Whereas the two teams the Thunder most recently defeated, the Chicago Bulls and New Orleans Hornets, tried to slow the pace of the game down and execute its sets using the duration of the 24-second shot clock, the Nuggets under Head Coach George Karl couldn’t operate more oppositely. Denver plays at the second highest pace in the league, scoring 19.5 fast break points per game, the highest in the NBA.
“They get up and down, they go small where they have one big and basically four guards and space the court,” Thunder center and defensive anchor Kendrick Perkins said. “One thing about them, they kick ahead. It doesn’t matter to who, they’ll kick ahead and attack. They try to score in the first six seconds and they attack the rim.”

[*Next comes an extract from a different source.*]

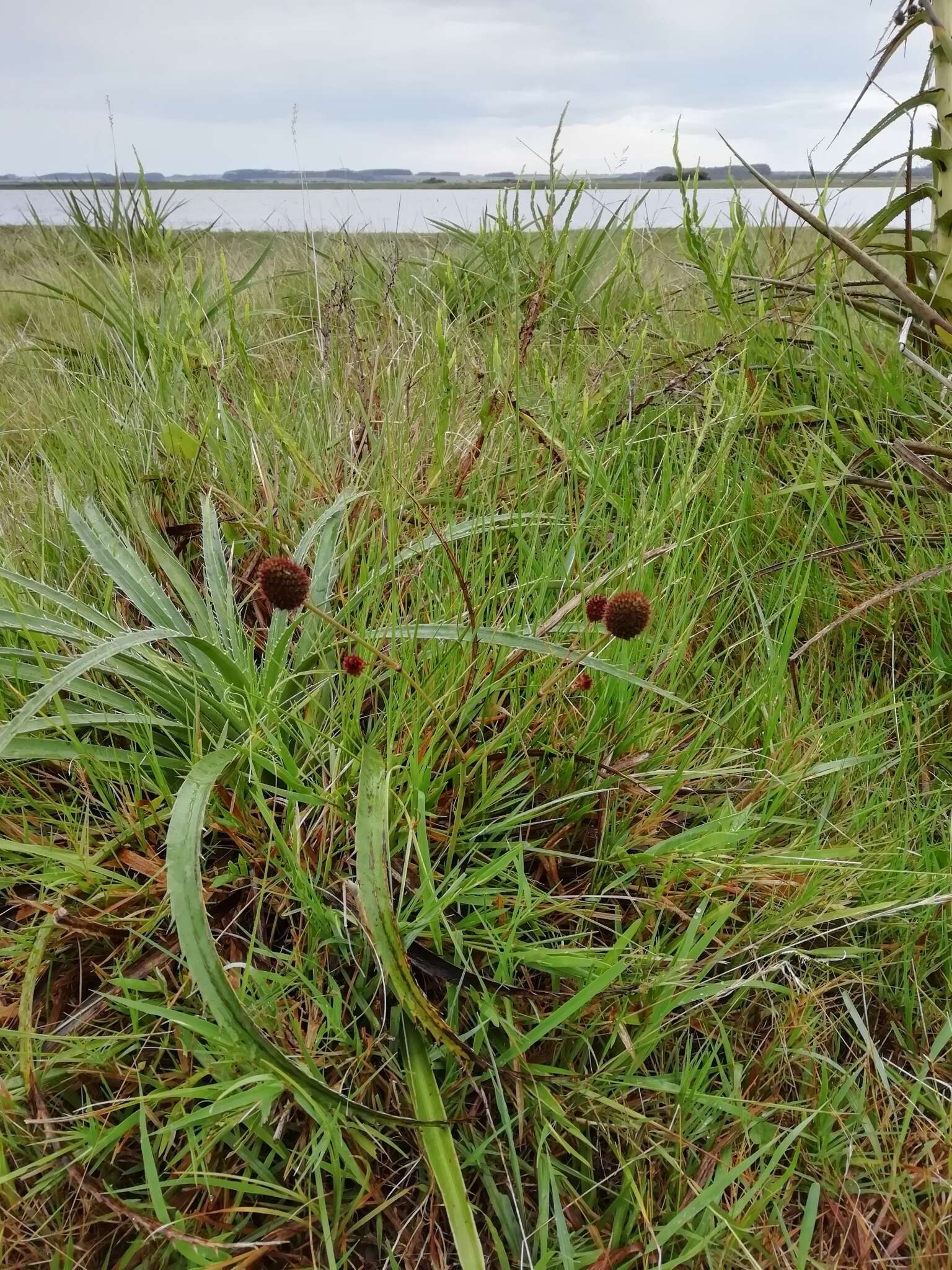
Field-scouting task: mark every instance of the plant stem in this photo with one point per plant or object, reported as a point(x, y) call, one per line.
point(941, 17)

The Thunder’s defense forces its opponents to shoot the second lowest percentage in the NBA, and with defensive-minded players like Kendrick Perkins, Serge Ibaka and Thabo Sefolosha up and down the lineup that should be no surprise. One area Brooks’ squad has tried to look at throughout the year, however, is preventing what Denver likes to do best – score in transition. The Thunder typically only allows 12.5 points per game on the break, so sticking to its typical plan of getting back on defense, turning and forcing the Nuggets to run its sets will be the best way to slow down Karl’s club.
“Transition D, communication tonight and trying to limit their paint points,” Perkins said. “They lead the league in points in the paint with 57. That’s where they like to attack. They like to get out and run. The transition D, talking and communicating is the first step.”
Over the past week, a common thread for the Thunder’s defensive success has been that communication that Perkins outlined when describing the keys to tonight’s game. The unity with which the Thunder plays on the defensive end will be crucial not only tonight, but throughout the year and as the playoffs approach. As for the team’s focus however, it’s solely on how it can win tonight’s game against a difficult opponent in a tough road environment. As always, it’s preparation, focus and intensity is at the highest of levels, regardless of circumstance.
“It’s going to be a tough test, but we’re all looking forward to it,” Durant said. “I think we’ve prepared pretty well and we’ve had some good practice time these last few days as well… We’re looking forward to a challenge and every guy on this team takes the challenge head on. Hopefully it’s a good one tonight.”